In the instant case a very different proposition is presented. Here the evidence is without dispute that the difficulty resulting in the indictment for assault to murder occurred some two years before the beginning of the prosecution. This fact rendered the charge of assault and battery, included in the indictment charging assault to murder, a nonpunishable offense, and no court was authorized to pronounce judgment against the person who committed it. McDowell v. State, 61 Ala. 172, 174. While the time is not required to be stated in haec verba in the indictment, the charge is inferentially there as much so as if it had been so written, and because it is one of the material averments to be proven before a conviction may be had, and, when it affirmatively appears that the offense charged was committed beyond the time limit as fixed by the statute, the trial court was without jurisdiction to pronounce judgment; the act charged having ceased to be a punishable offense. McDowell's Case, supra.

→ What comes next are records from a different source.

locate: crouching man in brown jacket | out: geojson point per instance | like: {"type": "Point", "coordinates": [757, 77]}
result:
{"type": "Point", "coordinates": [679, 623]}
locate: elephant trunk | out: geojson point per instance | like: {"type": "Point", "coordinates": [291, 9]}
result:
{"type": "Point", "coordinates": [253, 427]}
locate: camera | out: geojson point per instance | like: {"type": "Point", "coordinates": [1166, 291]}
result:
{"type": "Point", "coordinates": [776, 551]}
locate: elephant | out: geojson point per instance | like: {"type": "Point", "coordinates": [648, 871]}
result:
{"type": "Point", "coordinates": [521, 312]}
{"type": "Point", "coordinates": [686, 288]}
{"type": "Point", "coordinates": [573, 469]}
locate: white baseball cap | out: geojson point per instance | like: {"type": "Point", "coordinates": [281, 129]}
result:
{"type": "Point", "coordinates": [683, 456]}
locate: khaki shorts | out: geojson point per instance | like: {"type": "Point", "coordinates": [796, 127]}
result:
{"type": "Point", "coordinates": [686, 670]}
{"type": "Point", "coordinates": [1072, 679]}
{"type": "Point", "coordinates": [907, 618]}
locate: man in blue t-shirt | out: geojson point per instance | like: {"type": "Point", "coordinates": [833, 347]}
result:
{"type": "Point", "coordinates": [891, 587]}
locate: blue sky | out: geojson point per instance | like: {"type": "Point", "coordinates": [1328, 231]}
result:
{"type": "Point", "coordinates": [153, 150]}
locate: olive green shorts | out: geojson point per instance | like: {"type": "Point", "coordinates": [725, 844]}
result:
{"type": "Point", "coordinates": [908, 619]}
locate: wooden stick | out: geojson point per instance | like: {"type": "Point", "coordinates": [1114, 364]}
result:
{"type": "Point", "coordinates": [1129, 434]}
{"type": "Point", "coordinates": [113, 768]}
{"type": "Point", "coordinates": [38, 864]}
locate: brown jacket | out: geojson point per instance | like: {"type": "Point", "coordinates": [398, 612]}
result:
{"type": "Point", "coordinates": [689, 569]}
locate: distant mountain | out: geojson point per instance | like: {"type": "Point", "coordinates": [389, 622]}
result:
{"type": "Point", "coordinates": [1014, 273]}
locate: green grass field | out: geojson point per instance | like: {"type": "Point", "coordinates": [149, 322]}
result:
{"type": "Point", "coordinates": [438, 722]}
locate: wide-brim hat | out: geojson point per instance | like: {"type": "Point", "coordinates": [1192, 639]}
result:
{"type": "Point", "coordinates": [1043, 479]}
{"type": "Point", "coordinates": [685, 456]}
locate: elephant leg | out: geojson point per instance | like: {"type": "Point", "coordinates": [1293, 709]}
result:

The point is not raised by a request for the affirmative charge as to the offense charged in the indictment, and therefore error cannot and is not predicated on the court's refusal to give such charge in this case. Letcher's Case,159 Ala. 59, 48 So. 805, 17 Ann. Cas. 716. *Page 378
But, being a case where the trial court has no authority or power to pronounce judgment by reason of its lack of jurisdiction over the subject-matter, the question may not be waived and may be raised at any time. 16 Corpus Juris, 184 (256). Not for error in refusing the general charge as to the charge in the indictment, nor for other rulings insisted upon as error during the trial, but because the court had no power to pronounce judgment on the verdict for assault and battery, the judgment is held to be void and of no effect.